開発されたのはいいがまた新たな問題が発生した。それは『パイロット』であった。
ゲッターロボはその殺人的な機動力を持ち、耐えうる強靭な身体能力を持った人間がいなかった。
そこで早乙女博士はパイロットを日本各地で探すことにした。
その過程で抜擢されたのが後に英雄と呼ばれる者たち、『流竜馬』、『神隼人』、『巴武蔵』、『車弁慶』であった。

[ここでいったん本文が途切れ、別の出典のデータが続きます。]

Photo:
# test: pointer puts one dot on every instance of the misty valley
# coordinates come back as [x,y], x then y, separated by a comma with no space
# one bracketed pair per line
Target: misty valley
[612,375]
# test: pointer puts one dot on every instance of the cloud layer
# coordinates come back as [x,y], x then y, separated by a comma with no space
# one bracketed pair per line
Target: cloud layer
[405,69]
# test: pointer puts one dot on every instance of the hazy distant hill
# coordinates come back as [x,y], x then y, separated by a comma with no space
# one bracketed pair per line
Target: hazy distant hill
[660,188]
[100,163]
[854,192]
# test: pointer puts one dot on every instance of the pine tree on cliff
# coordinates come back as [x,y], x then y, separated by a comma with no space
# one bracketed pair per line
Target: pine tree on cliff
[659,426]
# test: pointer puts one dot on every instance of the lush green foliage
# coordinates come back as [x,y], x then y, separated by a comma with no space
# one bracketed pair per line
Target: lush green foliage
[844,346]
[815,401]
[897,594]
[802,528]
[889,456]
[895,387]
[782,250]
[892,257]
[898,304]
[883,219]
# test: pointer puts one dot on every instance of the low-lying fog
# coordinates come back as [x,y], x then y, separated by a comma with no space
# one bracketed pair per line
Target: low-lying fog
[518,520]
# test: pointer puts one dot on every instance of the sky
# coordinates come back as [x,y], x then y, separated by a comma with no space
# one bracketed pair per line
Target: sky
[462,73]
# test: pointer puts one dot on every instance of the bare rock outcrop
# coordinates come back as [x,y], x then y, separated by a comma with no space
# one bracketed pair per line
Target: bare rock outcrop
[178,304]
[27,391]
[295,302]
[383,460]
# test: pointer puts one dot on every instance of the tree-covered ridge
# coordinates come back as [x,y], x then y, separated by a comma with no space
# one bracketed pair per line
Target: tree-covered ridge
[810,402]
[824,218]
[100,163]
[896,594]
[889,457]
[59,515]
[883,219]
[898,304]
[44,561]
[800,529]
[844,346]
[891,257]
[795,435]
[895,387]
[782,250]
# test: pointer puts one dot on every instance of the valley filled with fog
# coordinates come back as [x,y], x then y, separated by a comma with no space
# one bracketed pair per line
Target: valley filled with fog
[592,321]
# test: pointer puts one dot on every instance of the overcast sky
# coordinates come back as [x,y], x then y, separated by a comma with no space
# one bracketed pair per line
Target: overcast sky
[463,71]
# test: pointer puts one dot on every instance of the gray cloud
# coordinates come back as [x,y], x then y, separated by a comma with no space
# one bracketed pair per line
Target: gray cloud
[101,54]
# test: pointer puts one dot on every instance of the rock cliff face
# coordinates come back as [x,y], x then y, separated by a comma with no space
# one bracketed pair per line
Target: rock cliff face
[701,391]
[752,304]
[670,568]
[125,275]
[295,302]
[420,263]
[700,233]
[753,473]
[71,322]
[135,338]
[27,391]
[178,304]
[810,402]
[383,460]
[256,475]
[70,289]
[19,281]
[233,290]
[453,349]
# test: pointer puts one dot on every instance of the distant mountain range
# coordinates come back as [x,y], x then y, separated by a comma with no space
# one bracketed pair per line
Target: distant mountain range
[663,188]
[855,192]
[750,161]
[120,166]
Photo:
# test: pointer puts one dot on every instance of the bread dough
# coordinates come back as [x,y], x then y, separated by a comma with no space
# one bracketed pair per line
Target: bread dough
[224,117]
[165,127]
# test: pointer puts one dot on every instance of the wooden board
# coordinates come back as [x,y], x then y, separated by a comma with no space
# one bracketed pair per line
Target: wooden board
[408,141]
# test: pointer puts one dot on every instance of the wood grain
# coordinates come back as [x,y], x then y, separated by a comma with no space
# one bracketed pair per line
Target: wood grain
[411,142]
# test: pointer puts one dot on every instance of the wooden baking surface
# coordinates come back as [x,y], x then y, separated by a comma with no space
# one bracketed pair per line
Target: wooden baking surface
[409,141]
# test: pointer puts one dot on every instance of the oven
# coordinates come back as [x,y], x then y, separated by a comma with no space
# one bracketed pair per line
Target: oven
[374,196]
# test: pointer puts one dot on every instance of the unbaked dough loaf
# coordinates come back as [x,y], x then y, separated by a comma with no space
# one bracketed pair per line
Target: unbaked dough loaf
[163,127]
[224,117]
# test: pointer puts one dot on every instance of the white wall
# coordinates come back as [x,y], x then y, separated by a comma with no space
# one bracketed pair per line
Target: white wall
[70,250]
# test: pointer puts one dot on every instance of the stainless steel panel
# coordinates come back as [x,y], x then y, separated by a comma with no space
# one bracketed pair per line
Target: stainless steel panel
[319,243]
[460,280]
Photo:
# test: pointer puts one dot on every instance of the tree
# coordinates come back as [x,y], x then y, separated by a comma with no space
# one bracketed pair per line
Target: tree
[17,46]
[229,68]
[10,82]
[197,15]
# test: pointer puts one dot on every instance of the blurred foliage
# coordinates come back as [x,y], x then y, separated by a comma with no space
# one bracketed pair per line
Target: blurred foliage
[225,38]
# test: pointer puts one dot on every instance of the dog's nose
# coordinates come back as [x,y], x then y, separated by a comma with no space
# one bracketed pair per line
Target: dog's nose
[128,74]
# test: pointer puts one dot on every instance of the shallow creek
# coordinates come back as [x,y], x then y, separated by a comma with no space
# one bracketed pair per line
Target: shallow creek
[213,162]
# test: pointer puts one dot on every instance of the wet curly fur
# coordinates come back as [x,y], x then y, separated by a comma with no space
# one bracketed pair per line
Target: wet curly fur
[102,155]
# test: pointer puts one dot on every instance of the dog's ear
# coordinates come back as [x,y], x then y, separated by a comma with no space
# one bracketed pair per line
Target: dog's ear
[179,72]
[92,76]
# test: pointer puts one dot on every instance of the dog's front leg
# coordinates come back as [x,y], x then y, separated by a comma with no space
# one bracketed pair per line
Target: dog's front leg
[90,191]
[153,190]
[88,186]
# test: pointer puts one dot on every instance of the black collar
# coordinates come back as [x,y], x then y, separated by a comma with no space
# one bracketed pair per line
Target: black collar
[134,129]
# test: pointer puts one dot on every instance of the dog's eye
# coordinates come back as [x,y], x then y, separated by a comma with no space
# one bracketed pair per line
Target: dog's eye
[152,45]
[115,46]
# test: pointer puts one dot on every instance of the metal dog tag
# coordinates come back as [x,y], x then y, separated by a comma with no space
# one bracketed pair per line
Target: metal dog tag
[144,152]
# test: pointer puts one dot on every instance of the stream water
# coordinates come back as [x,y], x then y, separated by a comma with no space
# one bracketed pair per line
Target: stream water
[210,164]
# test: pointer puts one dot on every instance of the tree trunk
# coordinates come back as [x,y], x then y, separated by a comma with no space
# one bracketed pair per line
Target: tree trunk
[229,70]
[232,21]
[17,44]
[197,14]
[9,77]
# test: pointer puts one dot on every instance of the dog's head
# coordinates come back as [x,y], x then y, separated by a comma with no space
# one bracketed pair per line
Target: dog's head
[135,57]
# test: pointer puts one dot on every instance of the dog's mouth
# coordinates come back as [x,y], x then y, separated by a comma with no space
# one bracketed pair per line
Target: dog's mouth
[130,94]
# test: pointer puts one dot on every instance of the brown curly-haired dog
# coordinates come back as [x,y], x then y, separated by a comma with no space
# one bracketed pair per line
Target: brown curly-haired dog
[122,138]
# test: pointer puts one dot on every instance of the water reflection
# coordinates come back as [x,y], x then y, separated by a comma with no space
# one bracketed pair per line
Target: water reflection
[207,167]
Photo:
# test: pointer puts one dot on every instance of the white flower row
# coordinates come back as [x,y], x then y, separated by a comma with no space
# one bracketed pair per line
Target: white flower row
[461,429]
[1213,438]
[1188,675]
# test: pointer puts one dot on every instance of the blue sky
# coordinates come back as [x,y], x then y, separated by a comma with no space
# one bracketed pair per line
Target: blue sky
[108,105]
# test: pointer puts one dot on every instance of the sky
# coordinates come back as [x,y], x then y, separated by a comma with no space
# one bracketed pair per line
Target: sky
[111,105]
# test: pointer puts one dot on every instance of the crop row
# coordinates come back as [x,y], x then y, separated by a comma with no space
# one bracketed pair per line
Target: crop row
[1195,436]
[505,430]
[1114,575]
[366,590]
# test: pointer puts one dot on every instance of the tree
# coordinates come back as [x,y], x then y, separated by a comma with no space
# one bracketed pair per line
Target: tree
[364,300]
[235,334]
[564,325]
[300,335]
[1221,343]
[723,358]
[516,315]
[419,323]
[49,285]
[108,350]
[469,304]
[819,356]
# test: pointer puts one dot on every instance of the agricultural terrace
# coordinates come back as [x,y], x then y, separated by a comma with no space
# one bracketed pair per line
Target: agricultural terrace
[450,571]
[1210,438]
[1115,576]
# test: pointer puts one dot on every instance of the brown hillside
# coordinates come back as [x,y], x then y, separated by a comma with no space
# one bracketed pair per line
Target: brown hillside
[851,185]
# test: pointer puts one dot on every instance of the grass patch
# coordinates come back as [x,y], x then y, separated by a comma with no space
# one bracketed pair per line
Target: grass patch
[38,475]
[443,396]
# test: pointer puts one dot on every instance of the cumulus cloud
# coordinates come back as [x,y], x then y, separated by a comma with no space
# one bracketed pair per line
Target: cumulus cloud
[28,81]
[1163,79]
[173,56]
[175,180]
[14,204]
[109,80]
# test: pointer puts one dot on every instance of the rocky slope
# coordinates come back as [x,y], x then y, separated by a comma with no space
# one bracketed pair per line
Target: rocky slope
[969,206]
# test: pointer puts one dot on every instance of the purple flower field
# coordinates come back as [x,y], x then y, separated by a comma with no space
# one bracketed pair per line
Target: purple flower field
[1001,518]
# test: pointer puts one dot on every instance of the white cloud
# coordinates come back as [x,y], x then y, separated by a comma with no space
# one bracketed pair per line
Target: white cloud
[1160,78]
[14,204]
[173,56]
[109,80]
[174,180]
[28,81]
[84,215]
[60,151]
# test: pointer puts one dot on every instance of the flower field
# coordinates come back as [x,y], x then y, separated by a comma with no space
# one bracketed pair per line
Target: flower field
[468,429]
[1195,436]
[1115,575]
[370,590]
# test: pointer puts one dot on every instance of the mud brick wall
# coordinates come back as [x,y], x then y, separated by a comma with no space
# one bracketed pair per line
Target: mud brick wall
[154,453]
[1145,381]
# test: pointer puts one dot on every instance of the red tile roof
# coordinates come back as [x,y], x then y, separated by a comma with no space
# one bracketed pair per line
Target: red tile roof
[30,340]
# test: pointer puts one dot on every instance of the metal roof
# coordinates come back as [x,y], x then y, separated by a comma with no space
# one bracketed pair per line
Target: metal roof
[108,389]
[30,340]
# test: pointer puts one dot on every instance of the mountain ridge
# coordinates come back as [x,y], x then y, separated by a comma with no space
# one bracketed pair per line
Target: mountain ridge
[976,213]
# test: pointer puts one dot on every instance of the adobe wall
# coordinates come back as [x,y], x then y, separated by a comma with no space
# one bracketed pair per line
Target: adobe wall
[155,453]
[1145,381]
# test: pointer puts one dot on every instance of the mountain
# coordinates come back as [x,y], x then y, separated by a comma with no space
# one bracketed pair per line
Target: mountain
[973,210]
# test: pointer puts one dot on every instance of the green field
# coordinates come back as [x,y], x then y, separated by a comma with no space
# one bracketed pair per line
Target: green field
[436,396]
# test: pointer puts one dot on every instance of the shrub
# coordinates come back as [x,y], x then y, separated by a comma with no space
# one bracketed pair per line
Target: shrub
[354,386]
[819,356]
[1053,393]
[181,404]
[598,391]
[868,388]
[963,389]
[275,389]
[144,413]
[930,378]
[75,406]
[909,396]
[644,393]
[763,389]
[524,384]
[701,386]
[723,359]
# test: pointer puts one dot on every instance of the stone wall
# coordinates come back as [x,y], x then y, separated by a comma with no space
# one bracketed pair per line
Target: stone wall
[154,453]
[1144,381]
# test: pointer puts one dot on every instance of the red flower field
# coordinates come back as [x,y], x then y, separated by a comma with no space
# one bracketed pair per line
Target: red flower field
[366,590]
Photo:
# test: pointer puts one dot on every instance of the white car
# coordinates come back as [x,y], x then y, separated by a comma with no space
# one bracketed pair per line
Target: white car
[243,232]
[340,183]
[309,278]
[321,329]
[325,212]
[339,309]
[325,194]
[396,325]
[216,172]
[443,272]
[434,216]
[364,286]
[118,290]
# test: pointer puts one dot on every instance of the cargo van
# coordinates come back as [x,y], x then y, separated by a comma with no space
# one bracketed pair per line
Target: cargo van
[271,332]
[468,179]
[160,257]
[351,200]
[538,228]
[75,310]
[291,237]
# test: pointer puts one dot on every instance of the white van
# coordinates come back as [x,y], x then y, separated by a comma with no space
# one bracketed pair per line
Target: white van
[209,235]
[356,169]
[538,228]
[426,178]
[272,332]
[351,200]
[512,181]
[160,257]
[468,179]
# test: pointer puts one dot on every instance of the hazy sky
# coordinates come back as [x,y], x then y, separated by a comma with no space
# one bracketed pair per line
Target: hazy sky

この四人は常人を遥かに超えた身体能力の持ち主で早乙女博士に見込まれたのであった。
そしてこの四人のもと、ゲッターロボを駆り、月面において鬼神の如く力を発揮し、見事インベーダーを打ち倒し、十年間に及ぶ大戦争に終止符をうったのであった。
……………………………
「じゃ…じゃあ流君は未来から来たってこと…?」
「まっ、そーゆうことかな?」
歩は信じられなかった。未来から来たと言われてもすぐには信じられるハズがなかった。
しかしあのロボット「ゲッターロボ」が存在することは本当に…。
複雑な気分でしかなかった。
「あのあと、ちいといざこざがあってな。どうゆうわけかこの世界に来たって訳よ。」
「………。」
歩はその場に座りこみ、指で砂に文字を書き出した。それは「未来」という字だった。
「…未来かぁ…あたしの未来はどうなってるんだろ…?」
すると。
「あの重陽子ミサイルの爆発からして、逃げ遅れた日本人の大半は消し飛んだかもな…。隼人達はどうなったことやら…。」
「えっ…?」
「いや、何でもない。さあ帰るか。椎葉の親やあの二人の親が心配してるだろ?」
「あっ!そうだね。」
二人はその場から離れていった。
歩く最中、歩はこう言った。
「流君の聞く限り、未来はろくでなさそうだね…。」
「けっ、そんなのお互い様だ。俺だって好きでゲッターに乗ったわけじゃねぇ。むしろこいつとはもう関わりたくもないね。」
その言葉に歩の心は複雑になった。しかし歩は納得していた。
竜馬が不思議な感じがしてたのはどうもただ者ではなく、未来から来た救いのヒーロー的な存在みたいな感じがしたからだった。それなら辻褄があうと…。
すると竜馬は歩にこう言った。
「あっ、そうだ。さっきの話、羽鳥達には内緒な。
言っても信じてもらえねぇだろうし、イチから説明すんのはめんどくせーからな。何か聞かれたら『夢でも見てたんじゃね?』でも言ってやれ。」
「うっ…うん。」
歩いていると
「あーーーっ!!」
突然大声を上げる歩。
「どうした?」
「てことは…またアレ…げったぁに乗っていかないとダメってコト!?」
「その通りだな。」
「流君!ゆっくり行ってよ。またあんなスピードだったら今度こそあたし達死んじゃうよ!」
「わーったわーった!」
しかし…その後、歩はまた死ぬ思いをしたのは言うまでもなかった。